In the novel, Neyestani's time in jail --- including the psychological torture he faced and numerous interrogations where he was purportedly asked to confess to having received money from foreigners and other fabricated charges --- is depicted in powerful black-and-white illustrations with his signature dark humor and, of course, many cockroaches.
In one scene, he tells his interrogator he decided to use the word "Namana" --- which is "what" in Azeri --- because many Iranians use it while speaking Farsi.
"I didn't have its Azeri origins in mind," he says.
The interrogator tells Neyestani that he's unconvincing and asks him to think of better motives, as well as to provide "all the information he has about his fellow cartoonists."

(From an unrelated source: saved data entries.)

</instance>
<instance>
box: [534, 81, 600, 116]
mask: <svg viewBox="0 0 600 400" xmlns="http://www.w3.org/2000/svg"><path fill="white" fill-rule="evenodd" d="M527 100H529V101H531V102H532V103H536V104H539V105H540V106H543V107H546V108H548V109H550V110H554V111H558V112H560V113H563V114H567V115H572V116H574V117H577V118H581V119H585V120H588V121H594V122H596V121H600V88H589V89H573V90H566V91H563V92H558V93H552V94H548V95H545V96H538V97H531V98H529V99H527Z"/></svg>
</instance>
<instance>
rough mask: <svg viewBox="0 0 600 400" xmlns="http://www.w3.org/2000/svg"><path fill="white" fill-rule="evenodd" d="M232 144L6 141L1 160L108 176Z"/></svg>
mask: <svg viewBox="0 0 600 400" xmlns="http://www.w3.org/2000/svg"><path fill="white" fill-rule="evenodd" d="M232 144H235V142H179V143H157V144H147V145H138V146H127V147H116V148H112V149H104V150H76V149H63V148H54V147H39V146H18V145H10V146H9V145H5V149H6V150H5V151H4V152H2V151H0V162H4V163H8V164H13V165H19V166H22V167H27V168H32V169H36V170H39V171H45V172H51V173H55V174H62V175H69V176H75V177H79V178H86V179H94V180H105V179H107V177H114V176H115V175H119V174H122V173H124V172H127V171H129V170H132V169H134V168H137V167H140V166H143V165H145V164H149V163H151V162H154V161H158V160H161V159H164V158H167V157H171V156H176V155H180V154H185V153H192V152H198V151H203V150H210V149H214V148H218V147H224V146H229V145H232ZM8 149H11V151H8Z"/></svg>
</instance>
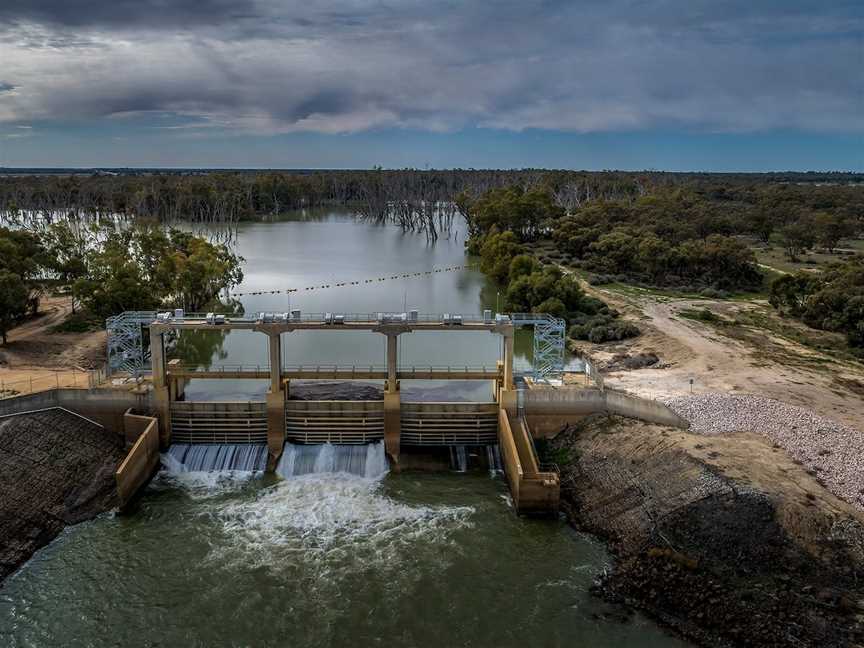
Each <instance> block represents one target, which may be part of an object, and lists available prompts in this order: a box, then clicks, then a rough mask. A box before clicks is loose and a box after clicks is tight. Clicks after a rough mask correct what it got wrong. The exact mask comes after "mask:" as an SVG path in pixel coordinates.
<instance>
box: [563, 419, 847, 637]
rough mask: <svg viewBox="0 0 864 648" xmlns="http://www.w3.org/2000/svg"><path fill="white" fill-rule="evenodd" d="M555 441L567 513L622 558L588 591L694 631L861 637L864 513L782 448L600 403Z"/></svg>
mask: <svg viewBox="0 0 864 648" xmlns="http://www.w3.org/2000/svg"><path fill="white" fill-rule="evenodd" d="M551 450H552V452H553V453H554V454H555V456H556V458H557V461H558V463H559V465H560V466H561V467H562V494H561V495H562V507H563V508H564V509H565V511H566V512H567V514H568V517H569V519H570V521H571V523H572V524H574V525H575V526H576V527H577V528H580V529H583V530H587V531H590V532H593V533H597V534H598V535H600V536H601V537H603V538H604V539H606V540H607V542H608V544H609V545H610V548H611V549H612V550H613V553H614V554H615V556H616V558H617V560H616V563H615V567H614V570H613V571H612V573H611V575H609V576H607V577H605V578H604V579H603V580H602V582H601V585H600V586H599V588H598V590H596V591H599V592H600V593H602V594H604V595H605V596H608V597H610V598H612V599H613V600H618V601H622V602H625V603H627V604H629V605H635V606H636V607H640V608H642V609H643V610H644V611H646V612H647V613H648V614H649V615H651V616H653V617H655V618H657V619H658V620H660V621H661V622H663V623H664V624H666V625H668V626H670V627H672V628H674V629H676V630H678V631H679V632H681V633H682V634H684V635H685V636H686V637H688V638H691V639H693V640H695V641H696V642H697V643H698V644H699V645H705V646H723V647H726V646H736V647H738V646H742V647H746V646H753V647H754V648H755V647H757V646H758V647H760V648H762V647H764V646H837V647H838V648H839V647H840V646H844V647H845V646H849V647H851V646H860V645H862V644H861V639H862V623H861V622H862V619H864V617H862V611H864V607H862V602H864V599H862V587H861V582H862V580H861V576H862V573H864V544H862V540H864V524H862V522H864V514H862V513H861V512H860V511H857V510H855V509H854V508H853V507H851V506H850V505H848V504H847V503H845V502H843V501H841V500H839V499H838V498H836V497H835V496H833V495H831V494H830V493H829V492H827V491H826V490H825V488H823V487H822V486H821V484H819V483H818V481H817V479H815V478H814V477H813V476H812V475H811V474H809V473H808V472H807V471H806V470H805V469H804V468H803V467H802V466H800V465H799V464H797V463H796V462H794V461H793V460H792V459H791V458H790V457H789V456H788V455H787V454H786V453H785V452H784V451H783V450H782V449H779V448H777V447H774V446H772V445H770V444H769V442H767V441H766V440H765V439H763V438H761V437H760V436H758V435H756V434H750V433H736V434H733V435H727V436H718V437H710V438H706V437H703V436H700V435H697V434H693V433H690V432H688V431H684V430H678V429H672V428H664V427H661V426H656V425H651V424H647V423H643V422H640V421H635V420H632V419H622V418H618V417H612V418H607V417H602V416H595V417H591V418H589V419H586V420H585V421H582V422H581V423H579V424H577V425H575V426H573V427H572V428H571V429H569V430H567V431H566V432H565V433H564V434H562V435H559V437H557V438H556V439H555V440H554V441H553V442H552V443H551Z"/></svg>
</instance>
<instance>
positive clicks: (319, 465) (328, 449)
mask: <svg viewBox="0 0 864 648" xmlns="http://www.w3.org/2000/svg"><path fill="white" fill-rule="evenodd" d="M387 470H388V466H387V457H386V456H385V454H384V442H383V441H379V442H378V443H369V444H366V445H333V444H330V443H325V444H321V445H295V444H292V443H286V444H285V449H284V450H283V451H282V457H281V458H280V459H279V465H278V466H276V474H277V475H279V476H280V477H284V478H289V477H299V476H301V475H309V474H315V473H347V474H350V475H357V476H360V477H366V478H368V479H380V478H381V477H383V476H384V475H385V474H387Z"/></svg>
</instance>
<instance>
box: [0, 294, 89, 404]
mask: <svg viewBox="0 0 864 648" xmlns="http://www.w3.org/2000/svg"><path fill="white" fill-rule="evenodd" d="M71 312H72V306H71V302H70V300H69V298H68V297H46V298H44V299H43V300H42V304H41V314H40V315H39V316H38V317H34V318H32V319H30V320H28V321H26V322H24V323H23V324H22V325H21V326H18V327H16V328H14V329H12V331H10V332H9V336H8V340H9V341H8V344H7V345H6V346H0V380H2V381H3V383H4V385H9V386H11V388H13V389H16V391H21V392H24V391H29V389H26V388H27V387H28V385H29V380H30V379H31V378H32V379H33V381H34V388H37V390H38V388H42V389H44V388H46V385H48V386H54V385H55V384H58V381H59V385H60V386H61V387H62V386H79V387H80V386H86V384H87V383H86V375H84V374H83V371H85V370H87V369H92V368H95V367H99V366H101V365H102V364H103V363H104V360H105V331H101V330H99V331H87V332H84V333H57V332H55V331H54V327H56V326H58V325H60V324H62V323H63V322H64V321H65V320H66V318H67V317H69V314H70V313H71ZM51 383H53V384H51Z"/></svg>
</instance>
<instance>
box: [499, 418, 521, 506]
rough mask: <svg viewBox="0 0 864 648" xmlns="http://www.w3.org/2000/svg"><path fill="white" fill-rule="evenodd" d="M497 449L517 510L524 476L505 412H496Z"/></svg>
mask: <svg viewBox="0 0 864 648" xmlns="http://www.w3.org/2000/svg"><path fill="white" fill-rule="evenodd" d="M498 447H499V448H500V449H501V463H503V464H504V474H505V475H506V477H507V483H509V484H510V495H511V496H512V497H513V505H514V506H515V507H516V509H517V510H518V509H519V486H520V484H521V483H522V478H523V477H524V474H523V472H522V464H521V463H520V462H519V451H518V450H517V449H516V441H515V439H514V438H513V431H512V430H511V429H510V420H509V417H508V416H507V412H506V410H503V409H502V410H499V412H498Z"/></svg>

An architect by training, the real-life Neyestani says he decided to produce the book to illustrate the difficult and often absurd, tragicomic situation intellectuals in Iran face.
Running Commentary
To many Iranians, Neyestani is known as the creator of a comic strip called "The Engaged Family", which for the last two years has documented the life of a middle-class Iranian family. The family supports the opposition Green Movement and Neyestani chronicles their interactions with "the dictator".
The strip, which is published on a Persian news website based abroad, has gained enormous popularity for the way it shows how humor can help people cope with the painful realities of life in Iran.
A recent installment of "The Engaged Family" reflected the anger many members of the opposition felt after they heard the news that former President Mohammad Khatami had voted in the March parliamentary elections, which other reformists boycotted.
In the cartoon, the grandfather of the family has broken a mirror over a dazed-looking Khatami, who is standing next to a ballot box covered with bloody handprints.
Neyestani's cartoons pulse with feelings of hope, lack of freedom, and frustration with the absurd social and political rules that Iranians face in their day-to-day lives. His drawings depict Iranian leaders as obsessed with nuclear power, show how sanctions hurt ordinary people, evoke the specter of war with Israel, highlight the plight of political prisoners, and, in general, draw attention to vexing issues on the minds of many Iranians.